Der Coach und seine Ideen
Im Rahmen des von uns veranstalteten „Praxislehrgang systemisch-lösungsorientiertes Coaching nach dem Wiener T-A-Z-A-Modell“ (dieser wird nun schon 20 Jahre lang ohne Unterbrechung in Wien durchgeführt – danke an alle bisherigen Teilnehmerinnen und Teilnehmer!) ist neulich die Frage aufgetaucht, inwieweit ein Coach (oder Psychotherapeut) eigene Ideen in die Beratung einbringen soll bzw. überhaupt „darf“.

Dies wurde im Rahmen der T-A-Z-A-Struktur beim zweiten A, dem Auftrag, thematisiert. Die „Leitfrage“ dabei an die Kundschaft ist: „Wie kann ich Ihnen behilflich sein, damit Sie dieses Ziel erreicht haben werden?“

Hier geht es demnach um die Frage, welche Erwartungen der Kunde an die Coach hat, wie diese ihn bestmöglich auf dem Weg zur Zielerreichung (Erreichung des Ziels der Beratungseinheit) unterstützen kann. Oftmals äußert eine Kundschaft rasch diesbezügliche Vorstellungen (bzw. hat diese bereits im laufenden Gespräch eingebracht und wiederholt diese nunmehr), manchmal zeigen sich Kunden auf diese Frage hin auch verwundert und sagen dann etwa: „Das weiß ja ich nicht, das müssen Sie doch wissen, was Sie als Coach für mich tun können.“ Hier empfiehlt es sich, etwa wie folgt zu antworten: „Na da haben Sie recht – jetzt entscheiden Sie sich für ein Coaching und dann fragt die Beraterin auch noch, was ihr Job ist! Ich frage deshalb, weil manche Kunden mit konkreten Vorstellungen und Erwartungen kommen. Ich könnte Ihnen zum Beispiel anbieten…“.

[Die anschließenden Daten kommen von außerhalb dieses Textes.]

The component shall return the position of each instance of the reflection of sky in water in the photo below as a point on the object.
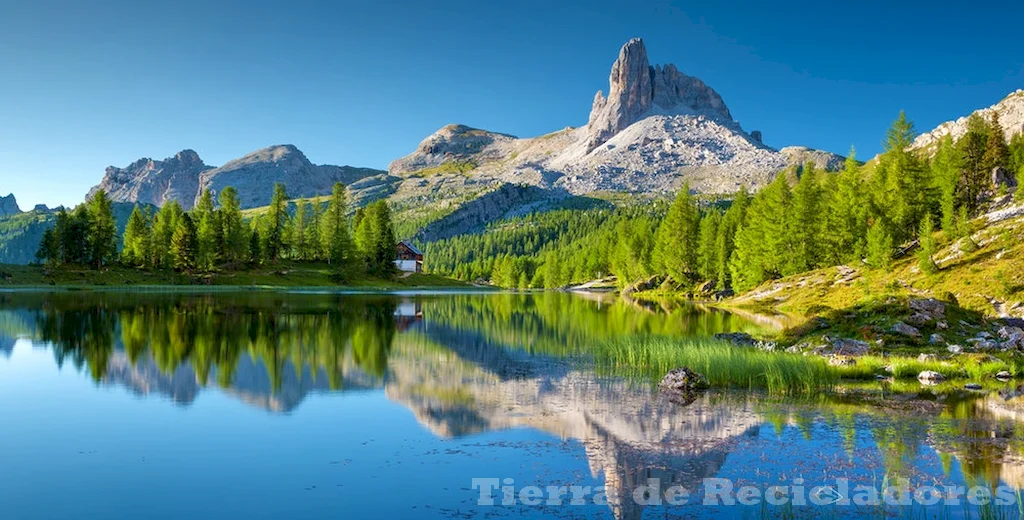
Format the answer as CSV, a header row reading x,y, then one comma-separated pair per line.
x,y
409,444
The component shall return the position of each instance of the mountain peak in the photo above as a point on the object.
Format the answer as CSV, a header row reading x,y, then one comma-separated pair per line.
x,y
637,89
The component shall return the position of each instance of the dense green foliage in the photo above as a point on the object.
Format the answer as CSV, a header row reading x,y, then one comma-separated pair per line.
x,y
805,219
215,235
86,235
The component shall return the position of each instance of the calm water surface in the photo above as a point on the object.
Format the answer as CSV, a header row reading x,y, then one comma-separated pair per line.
x,y
299,405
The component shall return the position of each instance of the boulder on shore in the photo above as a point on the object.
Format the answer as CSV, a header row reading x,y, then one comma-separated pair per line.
x,y
904,330
683,380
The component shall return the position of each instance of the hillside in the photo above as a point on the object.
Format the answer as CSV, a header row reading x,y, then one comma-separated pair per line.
x,y
989,279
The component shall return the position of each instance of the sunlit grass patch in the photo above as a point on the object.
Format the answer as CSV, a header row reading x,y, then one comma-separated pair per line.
x,y
722,363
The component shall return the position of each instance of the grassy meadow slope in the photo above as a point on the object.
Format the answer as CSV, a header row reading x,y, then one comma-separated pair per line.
x,y
986,276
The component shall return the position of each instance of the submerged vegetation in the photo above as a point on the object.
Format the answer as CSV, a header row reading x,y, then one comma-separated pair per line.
x,y
722,363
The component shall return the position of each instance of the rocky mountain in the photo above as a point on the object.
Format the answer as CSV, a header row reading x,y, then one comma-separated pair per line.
x,y
656,129
1010,111
8,206
184,176
156,182
254,175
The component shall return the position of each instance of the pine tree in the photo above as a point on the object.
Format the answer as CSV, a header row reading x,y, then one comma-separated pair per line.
x,y
763,245
237,240
846,215
901,186
184,245
136,241
297,237
164,225
708,261
946,172
725,243
49,248
996,150
676,246
554,276
102,230
375,239
880,246
385,241
204,217
1017,156
804,226
927,252
255,251
972,150
275,223
335,240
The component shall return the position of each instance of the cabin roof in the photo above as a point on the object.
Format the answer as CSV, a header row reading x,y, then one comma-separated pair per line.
x,y
412,248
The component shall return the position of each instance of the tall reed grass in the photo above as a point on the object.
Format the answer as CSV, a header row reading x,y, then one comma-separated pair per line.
x,y
725,365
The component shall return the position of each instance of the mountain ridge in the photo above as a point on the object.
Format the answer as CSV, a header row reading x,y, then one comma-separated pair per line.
x,y
184,176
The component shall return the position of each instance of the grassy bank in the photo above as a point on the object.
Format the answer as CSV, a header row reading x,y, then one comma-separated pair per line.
x,y
727,365
284,274
722,363
984,272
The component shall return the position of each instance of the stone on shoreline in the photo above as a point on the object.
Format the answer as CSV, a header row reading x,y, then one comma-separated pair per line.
x,y
904,330
683,380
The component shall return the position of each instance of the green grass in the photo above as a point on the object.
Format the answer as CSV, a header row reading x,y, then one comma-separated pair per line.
x,y
965,366
724,364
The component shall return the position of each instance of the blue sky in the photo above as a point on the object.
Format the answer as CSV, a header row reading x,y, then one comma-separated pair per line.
x,y
85,85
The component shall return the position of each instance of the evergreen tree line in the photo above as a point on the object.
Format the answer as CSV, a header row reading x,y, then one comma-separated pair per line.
x,y
86,235
216,234
805,219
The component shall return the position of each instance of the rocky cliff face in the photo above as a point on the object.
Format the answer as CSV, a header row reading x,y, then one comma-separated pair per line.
x,y
1010,111
656,129
8,206
254,175
150,181
184,176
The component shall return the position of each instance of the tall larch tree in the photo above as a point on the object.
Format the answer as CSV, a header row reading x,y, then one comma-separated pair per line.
x,y
676,243
102,230
235,231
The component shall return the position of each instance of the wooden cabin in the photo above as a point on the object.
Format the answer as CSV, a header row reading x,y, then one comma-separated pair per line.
x,y
408,257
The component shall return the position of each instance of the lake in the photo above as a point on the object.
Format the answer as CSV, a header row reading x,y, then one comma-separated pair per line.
x,y
278,404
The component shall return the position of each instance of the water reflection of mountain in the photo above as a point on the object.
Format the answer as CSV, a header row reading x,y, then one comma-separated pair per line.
x,y
463,364
631,436
250,384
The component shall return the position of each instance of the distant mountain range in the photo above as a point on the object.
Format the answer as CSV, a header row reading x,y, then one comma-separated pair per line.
x,y
184,177
656,129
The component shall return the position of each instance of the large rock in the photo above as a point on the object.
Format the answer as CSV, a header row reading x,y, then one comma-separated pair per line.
x,y
1010,111
8,206
905,330
929,306
683,380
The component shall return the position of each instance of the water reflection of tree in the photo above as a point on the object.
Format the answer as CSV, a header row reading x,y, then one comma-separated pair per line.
x,y
213,333
564,325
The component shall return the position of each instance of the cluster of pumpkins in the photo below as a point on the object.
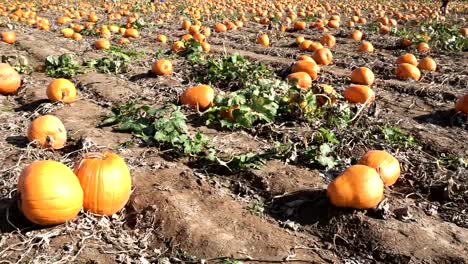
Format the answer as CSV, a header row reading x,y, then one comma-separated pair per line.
x,y
361,186
50,192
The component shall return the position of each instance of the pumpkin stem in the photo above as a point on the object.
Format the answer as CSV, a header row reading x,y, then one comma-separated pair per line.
x,y
50,141
94,155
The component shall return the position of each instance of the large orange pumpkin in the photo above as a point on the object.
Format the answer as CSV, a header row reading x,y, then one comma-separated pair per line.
x,y
10,79
106,182
427,64
50,193
61,90
366,46
309,67
264,40
162,67
9,37
322,56
357,187
384,163
302,79
48,131
406,70
199,96
362,75
359,94
407,58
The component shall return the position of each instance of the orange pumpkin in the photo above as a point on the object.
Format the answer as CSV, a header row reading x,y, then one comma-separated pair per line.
x,y
362,75
359,94
206,47
61,90
106,182
10,80
427,64
9,37
263,40
357,187
328,40
326,95
199,96
366,46
220,27
309,67
423,47
406,70
305,45
407,58
162,67
299,39
322,56
48,131
162,39
462,104
102,44
304,57
315,46
356,35
131,33
384,163
178,46
50,193
302,79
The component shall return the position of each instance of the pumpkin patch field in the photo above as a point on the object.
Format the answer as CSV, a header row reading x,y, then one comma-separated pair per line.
x,y
323,131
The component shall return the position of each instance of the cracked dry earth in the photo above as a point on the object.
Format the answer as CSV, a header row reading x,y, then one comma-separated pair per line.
x,y
177,211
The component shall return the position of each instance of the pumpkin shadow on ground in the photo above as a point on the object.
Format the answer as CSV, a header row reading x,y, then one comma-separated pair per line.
x,y
305,207
444,118
140,76
11,219
17,141
30,107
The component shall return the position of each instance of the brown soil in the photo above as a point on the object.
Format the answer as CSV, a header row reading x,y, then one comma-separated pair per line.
x,y
274,214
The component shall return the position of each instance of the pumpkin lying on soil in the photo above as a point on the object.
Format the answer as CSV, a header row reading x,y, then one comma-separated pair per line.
x,y
322,56
61,90
384,163
406,70
106,182
102,44
407,58
263,40
307,66
199,96
366,46
359,187
362,75
427,64
302,79
326,94
162,67
48,131
359,94
10,80
462,104
9,37
50,193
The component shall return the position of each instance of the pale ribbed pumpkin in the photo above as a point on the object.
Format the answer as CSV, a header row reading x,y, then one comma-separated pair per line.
x,y
106,182
50,193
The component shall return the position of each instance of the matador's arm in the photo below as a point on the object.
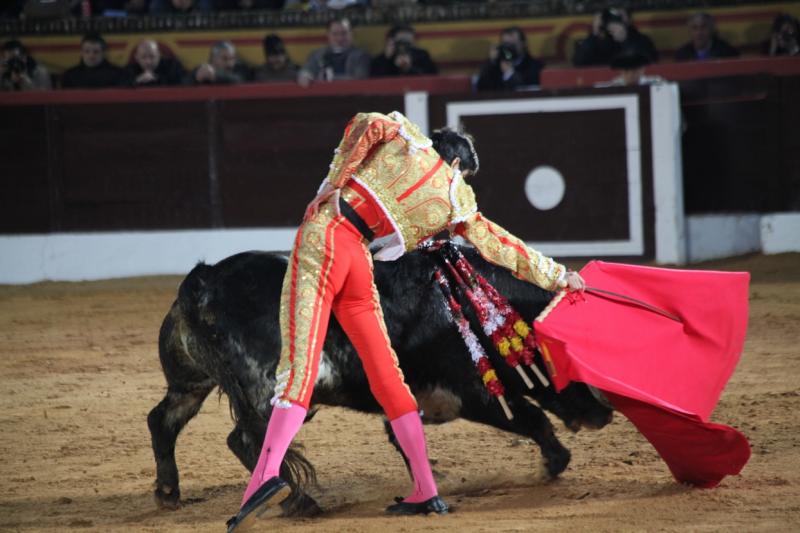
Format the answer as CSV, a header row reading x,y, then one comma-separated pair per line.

Nach diesem freundlichen Begrüßen der Äußerung der Kundschaft sollten dann hilfreicherweise seitens des Coaches Angebote gemacht werden, beispielsweise „neue Perspektiven eröffnen“, „hinterfragen“, „ungewöhnliche Fragen stellen, die der Friseur nicht stellt“, „advocatus diaboli sein“, usw., um in der Folge wieder eine offene Frage an die Kundin zu stellen, welche Gedanken ihr jetzt nach dem Gehörten gekommen sind, wie eine hilfreiche Unterstützung aussehen könnte.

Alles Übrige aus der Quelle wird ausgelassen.